The International Family Business Conference (IFBC) 2026 has challenged the long-held belief among Nigerian family businesses that mere survival equals success, stressing that true achievement lies in building enterprises that endure across generations.
The conference, hosted by the Lagos Business School Family Business Initiative recently in Lagos and themed: “Beyond Survival: Governance and Culture as the Foundation of Lasting Family Legacy,” highlighted structural weaknesses that continue to limit the longevity of many African family-owned businesses.
Stakeholders at the program noted that while family businesses play a critical role globally, accounting for about two-thirds of businesses, 60 per cent of employment, and over 70 per cent of global GDP, their sustainability in Nigeria is often threatened by weak governance systems and informal management structures.
A central message from the conference was that growth without governance is fragile.
Uchenna Uzo, Deputy Vice Chancellor of Pan-Atlantic University, said many family businesses fail to transition beyond the first generation due to a lack of structured systems. Similarly, Olayinka David West, Dean of Lagos Business School, emphasised that governance must go beyond documentation and be embedded in daily operations through clear roles, structured decision-making, and effective conflict resolution. The conference also underscored the interdependence of governance, culture, and capital in sustaining family enterprises.
While governance provides structure, culture fosters shared identity, and capital supports long-term vision, weaknesses in any of these pillars can undermine business continuity.
Providing data-backed insights, Okey Nwuke, Director of the initiative, revealed that only 28 per cent of surveyed businesses have formal and transparent succession plans. He identified poor succession planning as a major risk, especially as many founders approach retirement without clear transition strategies.
In his keynote address, John Momoh, Chairman of Channels Media Group, warned against overdependence on founders, stating that “if the founder is the system, the system will fail.” He urged family businesses to build institutional frameworks that can operate independently of individuals.
Panel sessions at the event offered practical recommendations, including the use of external advisers, the adoption of merit-based roles for next-generation members, and the establishment of professional management structures. Participants also highlighted the role of culture in shaping behaviour, especially in the absence of founders.

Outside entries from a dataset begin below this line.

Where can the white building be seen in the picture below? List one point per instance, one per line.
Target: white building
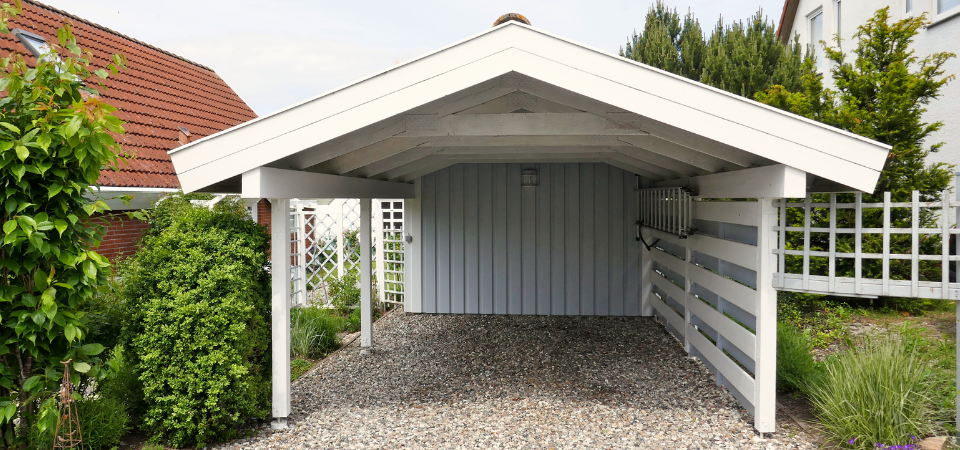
(815, 20)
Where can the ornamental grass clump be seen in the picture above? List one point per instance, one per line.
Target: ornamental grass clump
(876, 394)
(796, 368)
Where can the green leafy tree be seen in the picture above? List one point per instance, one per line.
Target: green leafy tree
(54, 140)
(881, 93)
(742, 58)
(198, 328)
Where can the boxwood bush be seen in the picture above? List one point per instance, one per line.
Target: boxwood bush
(199, 336)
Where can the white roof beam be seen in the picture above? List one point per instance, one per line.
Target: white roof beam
(778, 181)
(532, 124)
(267, 182)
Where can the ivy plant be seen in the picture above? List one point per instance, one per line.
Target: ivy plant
(55, 137)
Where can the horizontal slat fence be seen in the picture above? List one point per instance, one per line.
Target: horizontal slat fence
(703, 288)
(859, 282)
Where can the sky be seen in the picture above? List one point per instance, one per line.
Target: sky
(278, 53)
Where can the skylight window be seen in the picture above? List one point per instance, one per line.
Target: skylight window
(35, 43)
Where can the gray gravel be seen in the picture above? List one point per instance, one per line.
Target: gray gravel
(516, 382)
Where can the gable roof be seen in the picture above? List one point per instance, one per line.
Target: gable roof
(158, 93)
(576, 102)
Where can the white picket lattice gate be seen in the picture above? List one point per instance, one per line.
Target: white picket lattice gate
(324, 245)
(705, 290)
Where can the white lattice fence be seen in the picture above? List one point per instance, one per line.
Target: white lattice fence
(325, 244)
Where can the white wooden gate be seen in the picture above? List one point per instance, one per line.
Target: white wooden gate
(708, 290)
(325, 245)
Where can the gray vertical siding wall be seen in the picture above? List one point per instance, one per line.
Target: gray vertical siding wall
(565, 247)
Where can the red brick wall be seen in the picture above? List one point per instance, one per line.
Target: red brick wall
(122, 235)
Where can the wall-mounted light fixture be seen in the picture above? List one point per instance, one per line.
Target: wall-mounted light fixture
(529, 178)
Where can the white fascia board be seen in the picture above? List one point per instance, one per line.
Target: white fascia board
(777, 181)
(266, 182)
(696, 108)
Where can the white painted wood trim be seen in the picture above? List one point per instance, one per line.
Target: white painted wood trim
(266, 182)
(765, 398)
(413, 264)
(280, 305)
(366, 275)
(740, 213)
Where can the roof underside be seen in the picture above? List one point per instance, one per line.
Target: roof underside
(490, 99)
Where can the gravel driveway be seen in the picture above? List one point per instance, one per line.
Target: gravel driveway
(454, 381)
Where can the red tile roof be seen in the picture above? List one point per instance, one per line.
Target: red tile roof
(158, 93)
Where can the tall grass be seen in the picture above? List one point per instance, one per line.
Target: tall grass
(876, 394)
(314, 331)
(796, 368)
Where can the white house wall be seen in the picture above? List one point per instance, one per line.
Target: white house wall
(943, 36)
(564, 247)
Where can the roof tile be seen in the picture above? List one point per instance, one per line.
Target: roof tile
(158, 92)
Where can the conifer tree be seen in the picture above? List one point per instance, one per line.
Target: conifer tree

The conference concluded with key takeaways for family enterprises: succession planning must be deliberate, governance structures must be functional, and organisational culture must be intentionally developed. Experts also called for a clear separation between family and management roles, as well as the integration of external expertise to strengthen operations.

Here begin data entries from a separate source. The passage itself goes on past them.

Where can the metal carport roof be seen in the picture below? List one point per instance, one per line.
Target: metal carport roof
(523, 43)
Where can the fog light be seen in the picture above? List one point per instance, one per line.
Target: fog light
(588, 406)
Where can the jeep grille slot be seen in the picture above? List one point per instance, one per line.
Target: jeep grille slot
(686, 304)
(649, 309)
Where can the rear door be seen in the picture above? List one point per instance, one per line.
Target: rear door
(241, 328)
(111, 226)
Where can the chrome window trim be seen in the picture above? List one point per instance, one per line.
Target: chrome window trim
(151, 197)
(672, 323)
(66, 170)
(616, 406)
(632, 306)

Ultimately, IFBC 2026 reframed the definition of success for family businesses, pointing out that internal challenges, such as weak governance, unclear roles, and unplanned succession, pose as much risk as external economic pressures.

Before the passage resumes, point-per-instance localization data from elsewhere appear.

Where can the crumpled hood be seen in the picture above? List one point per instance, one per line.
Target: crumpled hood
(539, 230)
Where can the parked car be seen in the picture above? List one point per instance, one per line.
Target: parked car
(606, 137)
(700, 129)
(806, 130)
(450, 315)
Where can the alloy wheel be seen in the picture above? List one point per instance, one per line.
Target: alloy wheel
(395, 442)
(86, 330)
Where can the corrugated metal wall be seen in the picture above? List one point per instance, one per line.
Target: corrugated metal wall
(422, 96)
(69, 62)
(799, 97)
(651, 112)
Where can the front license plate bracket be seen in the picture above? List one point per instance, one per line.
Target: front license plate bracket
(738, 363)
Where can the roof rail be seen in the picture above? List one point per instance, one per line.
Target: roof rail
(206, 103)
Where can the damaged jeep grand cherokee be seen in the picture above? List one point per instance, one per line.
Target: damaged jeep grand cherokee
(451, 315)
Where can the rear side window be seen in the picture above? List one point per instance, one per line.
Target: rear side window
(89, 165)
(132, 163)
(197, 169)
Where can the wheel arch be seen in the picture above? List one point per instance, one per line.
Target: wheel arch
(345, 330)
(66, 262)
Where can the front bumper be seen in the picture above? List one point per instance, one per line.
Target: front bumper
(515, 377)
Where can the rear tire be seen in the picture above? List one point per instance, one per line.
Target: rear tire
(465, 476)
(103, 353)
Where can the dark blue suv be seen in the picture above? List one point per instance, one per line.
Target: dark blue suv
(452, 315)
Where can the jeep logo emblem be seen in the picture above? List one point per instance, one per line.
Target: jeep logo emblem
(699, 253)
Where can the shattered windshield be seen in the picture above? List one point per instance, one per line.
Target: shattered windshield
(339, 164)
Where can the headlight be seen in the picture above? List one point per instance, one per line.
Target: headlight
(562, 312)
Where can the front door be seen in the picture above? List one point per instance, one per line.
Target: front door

With family businesses playing a vital role in Nigeria’s economy, stakeholders warned that their failure could have far-reaching implications for employment, wealth creation, and economic stability. They urged business owners to move beyond survival and focus on building institutions capable of sustaining legacy across generations.
The conversation is expected to continue through upcoming initiatives, including a May 2026 seminar on managing businesses beyond founders and a June 2026 programme focused on governance and succession.